To-morrow, eleven players of the parish of Mary-la-bonne will, for once more this season, contend against a similar number of the gentlemen of Wandsworth, at Lord's Cricket Ground, St. John's Wood. The first match was to have been played on Thursday last, on Wandsworth Common, and the Mary-le-bonne players assembled, in consequence, at an early hour, at the house of Mr. Gooding, at Wandsworth; but owing to the extremely unfavourable state of the weather, the match was not proceeded in.

The worthy host, however, exerted himself to the utmost to make up for the disappointment, and it was ultimately agreed to play the first match tomorrow at Lord's, and the return match on Tuesday at Wandsworth. An excellent contest is anticipated.

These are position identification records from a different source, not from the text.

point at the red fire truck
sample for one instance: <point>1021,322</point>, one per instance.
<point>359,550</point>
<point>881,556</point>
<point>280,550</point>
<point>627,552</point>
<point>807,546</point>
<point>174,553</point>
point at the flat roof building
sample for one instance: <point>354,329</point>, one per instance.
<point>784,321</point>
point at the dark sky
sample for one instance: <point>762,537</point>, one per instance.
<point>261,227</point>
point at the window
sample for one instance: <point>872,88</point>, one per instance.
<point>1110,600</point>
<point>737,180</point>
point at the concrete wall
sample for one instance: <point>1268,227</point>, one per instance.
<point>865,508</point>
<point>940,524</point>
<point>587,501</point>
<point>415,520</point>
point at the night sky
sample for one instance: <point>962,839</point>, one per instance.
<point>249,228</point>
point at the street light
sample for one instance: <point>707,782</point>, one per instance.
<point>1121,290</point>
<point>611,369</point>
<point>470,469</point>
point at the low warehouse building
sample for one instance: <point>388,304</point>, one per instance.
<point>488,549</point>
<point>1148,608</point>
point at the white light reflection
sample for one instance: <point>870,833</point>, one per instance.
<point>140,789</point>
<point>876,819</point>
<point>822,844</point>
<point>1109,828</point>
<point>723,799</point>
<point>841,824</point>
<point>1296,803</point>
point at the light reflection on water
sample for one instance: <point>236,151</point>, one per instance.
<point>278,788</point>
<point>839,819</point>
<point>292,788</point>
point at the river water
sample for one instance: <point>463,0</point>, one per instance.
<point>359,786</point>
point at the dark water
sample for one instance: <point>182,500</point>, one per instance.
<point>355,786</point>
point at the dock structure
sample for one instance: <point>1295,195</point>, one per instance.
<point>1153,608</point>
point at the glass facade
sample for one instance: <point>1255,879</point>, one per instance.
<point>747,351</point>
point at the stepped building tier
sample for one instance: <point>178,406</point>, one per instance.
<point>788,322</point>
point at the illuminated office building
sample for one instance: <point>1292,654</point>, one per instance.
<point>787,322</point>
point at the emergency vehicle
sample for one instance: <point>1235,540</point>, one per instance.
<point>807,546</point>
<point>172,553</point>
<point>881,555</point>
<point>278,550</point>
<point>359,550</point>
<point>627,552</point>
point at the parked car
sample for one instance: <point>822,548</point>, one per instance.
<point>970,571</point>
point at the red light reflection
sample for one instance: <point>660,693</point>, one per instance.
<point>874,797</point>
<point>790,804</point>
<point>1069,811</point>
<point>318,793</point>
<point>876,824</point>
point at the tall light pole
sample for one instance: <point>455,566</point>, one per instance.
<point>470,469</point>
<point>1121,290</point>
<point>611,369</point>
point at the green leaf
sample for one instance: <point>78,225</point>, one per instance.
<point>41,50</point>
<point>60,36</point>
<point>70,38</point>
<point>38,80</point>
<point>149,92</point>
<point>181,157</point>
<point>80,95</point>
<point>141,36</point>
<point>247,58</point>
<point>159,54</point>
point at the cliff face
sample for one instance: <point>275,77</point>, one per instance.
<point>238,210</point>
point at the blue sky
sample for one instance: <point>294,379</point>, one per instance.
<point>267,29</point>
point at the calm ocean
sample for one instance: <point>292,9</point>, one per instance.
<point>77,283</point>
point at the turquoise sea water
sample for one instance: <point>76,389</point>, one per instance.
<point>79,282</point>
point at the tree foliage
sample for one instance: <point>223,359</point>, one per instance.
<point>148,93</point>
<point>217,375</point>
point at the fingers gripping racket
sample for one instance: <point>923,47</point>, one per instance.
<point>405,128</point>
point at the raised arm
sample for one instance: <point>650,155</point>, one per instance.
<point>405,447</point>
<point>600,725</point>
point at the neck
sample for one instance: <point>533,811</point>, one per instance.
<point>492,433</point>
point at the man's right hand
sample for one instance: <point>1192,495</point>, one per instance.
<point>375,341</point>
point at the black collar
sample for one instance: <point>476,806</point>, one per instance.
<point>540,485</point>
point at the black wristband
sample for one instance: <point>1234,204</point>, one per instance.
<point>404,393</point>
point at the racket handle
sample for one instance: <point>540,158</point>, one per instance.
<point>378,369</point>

If you want to know how our boys did against the MCC, you'll have to contain yourself until next month (2nd November 1828).

Thursday 29 October 1835

Birth of John Poyntz Spencer, future 5th Earl Spencer, who relinquished control of Wandsworth Common in 1871 in return for a substantial annuity and the land on which Spencer Park now stands.

John Poyntz Spencer (1835-1910)
[Source to be added.]
JPS was widely called the "Red Earl" — after his spectacular beard, not of course his politics (which were Gladstonian Liberal).

Most images of Spencer show him in older age, but he was still only in his thirties when confronted by the rebellious residents of Wandsworth Common.

Contrary to widespread assertion, 5th Earl was not the ancestor of Princess Diana — JPS had no children. The Spencer titles and estate were inherited by his half-brother, Charles, whose great-grand-daughter she was. So I suppose JPS could be described as her "Great-grand-half-uncle" (if such a relationship exists).